M orning arrived at the Albemarle without anyone having gotten so much as a whiff of Light the Night’s miserable finale. Meanwhile, I was still settling my pulse from everything that came after it. If not for my wet clothes hanging off the footboard of my bed, I would’ve had a hard time convincing myself I had kissed Río and managed not to die from happiness, much less that Sonia had kissed me and managed to keep it a secret from the Menagerie gossip brigade.

When I found her in the kitchen, pulling ingredients for breakfast croquettes with the harried focus of un tabaquero wrapping cigars, she ducked all my attempts to clear the air. It took me withholding the eggs for her to even look my way, and when she did, her eyes telegrammed the warning that she’d rather take a walk off the Brooklyn Bridge than talk about what happened last night.

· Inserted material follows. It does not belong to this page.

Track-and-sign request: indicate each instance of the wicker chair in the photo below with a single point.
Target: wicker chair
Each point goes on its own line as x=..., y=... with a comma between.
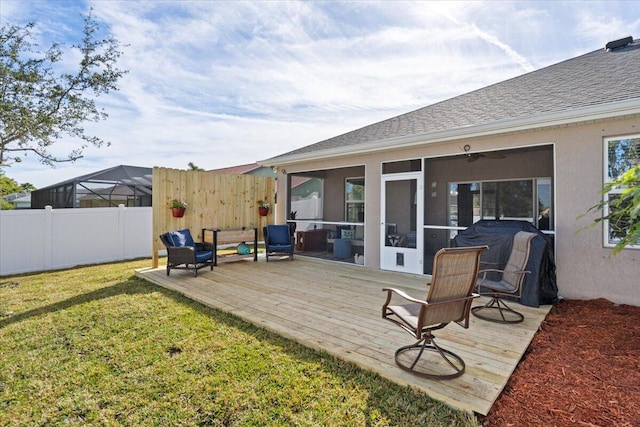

I put down the eggs and backed away.

The workday might have passed like any other if not for the riot of feelings that soldered my attention to the velvet curtain. Cleaned and mended, I’d hung it back up, leaving the pump turned off as well so Río could rest in quiet privacy after staying up all night with me. He’d held us for hours at the surface with only his strength, kissing away all the evidence that I’d been in shambles.

Santa María. I never knew a kiss could feel so good. I’d never sought one out before, though I was pretty sure it wouldn’t have felt like this if I had, like touching my mouth to a circuit that lit up my body like a ballroom chandelier. A guy can hardly focus on stripping varnish once they’ve seen salt water roll off the curve of Río’s bottom lip; I was out there sanding benches with the energy of a dozen men just to cope.

Back at the Albemarle, my housemates had their noses to the grindstone as well. When Morgan had made his announcement, I’d assumed the company couldn’t exceed their current standards of oddity, but like every other assumption I’d made since taking up with them, I was wrong.

I was hammering nails on Lulu’s new settee when the madam towed Igor into the parlor by the leg, donning a more lavish tunic than she usually wore, with ornate embroidery wrapped around the hem at her knees, bracelets jangling from both wrists, and a bright red shawl draped across her collar. Igor seemed to stand even taller dressed in his homeland’s fashion—an oversized shirt lined with patterned ribbons cinched at the waist by a thick striped scarf.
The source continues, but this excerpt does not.